Vittorio De Sica in 1959

Vittorio De Sica in 1959

Toch zijn de drie genoemde films van De Sica maatgevend voor het neorealisme. Niet in de laatste plaats omdat Cesare Zavattini (1902-1989) – de man die zo’n beetje functioneerde als de intellectuele eenmansmotor van de neorealistische beweging – er het scenario voor schreef.

Zavattini wilde de tot en met de Tweede Wereldoorlog geldende wetmatigheden van de cinema op hun kop zetten. Films mochten volgens hem niet het product zijn van de kunstmatige verbeelding van de filmmaker. Het ‘verhaal’ van de film (een term die hij liever niet gebruikte) moest volledig aan de werkelijkheid zijn ontleend.
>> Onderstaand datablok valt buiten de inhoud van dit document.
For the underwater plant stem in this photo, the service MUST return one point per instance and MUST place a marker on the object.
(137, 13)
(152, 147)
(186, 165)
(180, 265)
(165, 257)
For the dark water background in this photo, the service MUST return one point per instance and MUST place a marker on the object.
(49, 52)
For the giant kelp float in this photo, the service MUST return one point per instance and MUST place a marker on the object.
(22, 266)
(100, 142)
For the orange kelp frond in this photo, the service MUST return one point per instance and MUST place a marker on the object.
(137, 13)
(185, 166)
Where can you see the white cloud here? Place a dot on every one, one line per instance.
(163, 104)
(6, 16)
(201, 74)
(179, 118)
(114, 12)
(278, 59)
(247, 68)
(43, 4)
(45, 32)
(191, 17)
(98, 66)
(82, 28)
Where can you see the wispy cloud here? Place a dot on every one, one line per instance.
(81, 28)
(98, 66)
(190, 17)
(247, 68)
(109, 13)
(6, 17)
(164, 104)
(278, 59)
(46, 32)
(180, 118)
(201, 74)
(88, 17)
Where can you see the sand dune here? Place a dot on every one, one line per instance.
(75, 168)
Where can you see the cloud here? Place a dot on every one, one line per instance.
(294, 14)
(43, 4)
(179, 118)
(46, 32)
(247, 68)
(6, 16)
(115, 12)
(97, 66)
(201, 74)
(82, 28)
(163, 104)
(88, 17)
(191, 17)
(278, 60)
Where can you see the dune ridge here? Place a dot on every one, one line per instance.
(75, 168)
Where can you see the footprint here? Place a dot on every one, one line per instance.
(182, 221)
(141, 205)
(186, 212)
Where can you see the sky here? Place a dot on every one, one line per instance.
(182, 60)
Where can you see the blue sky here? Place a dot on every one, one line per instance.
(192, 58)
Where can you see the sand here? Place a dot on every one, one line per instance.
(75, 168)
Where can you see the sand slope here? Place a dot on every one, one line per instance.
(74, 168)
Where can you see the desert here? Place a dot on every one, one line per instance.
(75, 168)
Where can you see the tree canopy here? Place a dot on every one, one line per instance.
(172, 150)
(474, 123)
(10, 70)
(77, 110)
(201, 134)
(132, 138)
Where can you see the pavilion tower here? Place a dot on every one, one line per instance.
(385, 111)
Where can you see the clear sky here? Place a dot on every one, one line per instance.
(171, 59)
Sterker nog: film maken diende een manier te zijn om die onvoldoende begrepen werkelijkheid beter te leren kennen.

Aan typische Hollywoodfilms waarin mensen met bijzondere eigenschappen (helden) bijzondere gebeurtenissen beleefden, had Zavattini een hekel. Juist alledaagse gebeurtenissen in het leven van gewone mensen, waarin de bioscoopbezoeker zichzelf kon herkennen, moesten aan de basis staan.
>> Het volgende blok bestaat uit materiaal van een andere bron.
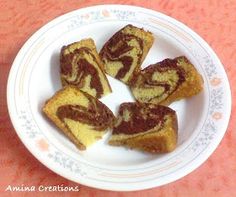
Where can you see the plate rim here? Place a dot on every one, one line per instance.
(118, 6)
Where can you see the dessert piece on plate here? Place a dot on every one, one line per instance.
(125, 51)
(81, 66)
(146, 127)
(81, 117)
(167, 81)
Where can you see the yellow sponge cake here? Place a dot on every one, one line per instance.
(81, 117)
(167, 81)
(81, 66)
(146, 127)
(125, 51)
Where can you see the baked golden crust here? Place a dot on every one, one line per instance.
(146, 127)
(81, 117)
(125, 51)
(81, 66)
(167, 81)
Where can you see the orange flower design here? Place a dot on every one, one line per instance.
(42, 145)
(215, 81)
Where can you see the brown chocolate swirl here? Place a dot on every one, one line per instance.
(75, 68)
(118, 49)
(146, 81)
(96, 115)
(142, 117)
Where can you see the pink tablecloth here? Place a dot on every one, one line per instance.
(214, 20)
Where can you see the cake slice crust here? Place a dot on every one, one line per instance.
(125, 51)
(81, 66)
(81, 117)
(146, 127)
(167, 81)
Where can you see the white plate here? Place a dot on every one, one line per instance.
(34, 77)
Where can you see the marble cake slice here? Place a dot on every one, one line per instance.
(125, 51)
(81, 117)
(81, 66)
(145, 127)
(167, 81)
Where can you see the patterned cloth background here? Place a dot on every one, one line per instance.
(214, 20)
Alles moest anders. Maar veranderde de Italiaanse cinema in die jaren tussen 1945 en pakweg 1952 werkelijk zo radicaal? Zonder de pretentie te hebben deze vraag volledig te kunnen beantwoorden, wil ik aan de hand van de carrière van Vittorio De Sica, als acteur én regisseur, op zoek gaan naar continue elementen in de Italiaanse filmgeschiedenis van vóór, tijdens en (kort) na de Tweede Wereldoorlog.

Al in de vroege jaren dertig ontpopte de jonge en goed ogende De Sica zich als filmacteur. Met name in vaak als telefoni bianchi aangeduide romantische komedies van regisseur Mario Camerini (1895-1981). Films die gelden als zoetsappige ‘amusementsfilms’, bedoeld om het bioscooppubliek in het Italië van Benito Mussolini met een veilig en tevreden gevoel naar huis te laten terugkeren. Ze waren het volslagen tegendeel van de verontrustende en revolutionaire neorealistische films uit latere jaren.

Toch zie je, zelfs als je die films uit de jaren dertig meeneemt, opvallende overeenkomsten tussen De Sica’s vroege en latere werk (en dat van Zavattini en de grotendeels vergeten Camerini). Bijvoorbeeld de scherpe tegenstellingen tussen arm en rijk, de levendige weergave van het leven op straat en het veelvuldig gebruik van openbaar vervoer en vervoermiddelen. Ook De Sica’s specifieke aandacht voor het lot van kinderen en jongvolwassenen onder behoeftige omstandigheden lijkt zich al te manifesteren in door hem geregisseerde films van vóór 1945.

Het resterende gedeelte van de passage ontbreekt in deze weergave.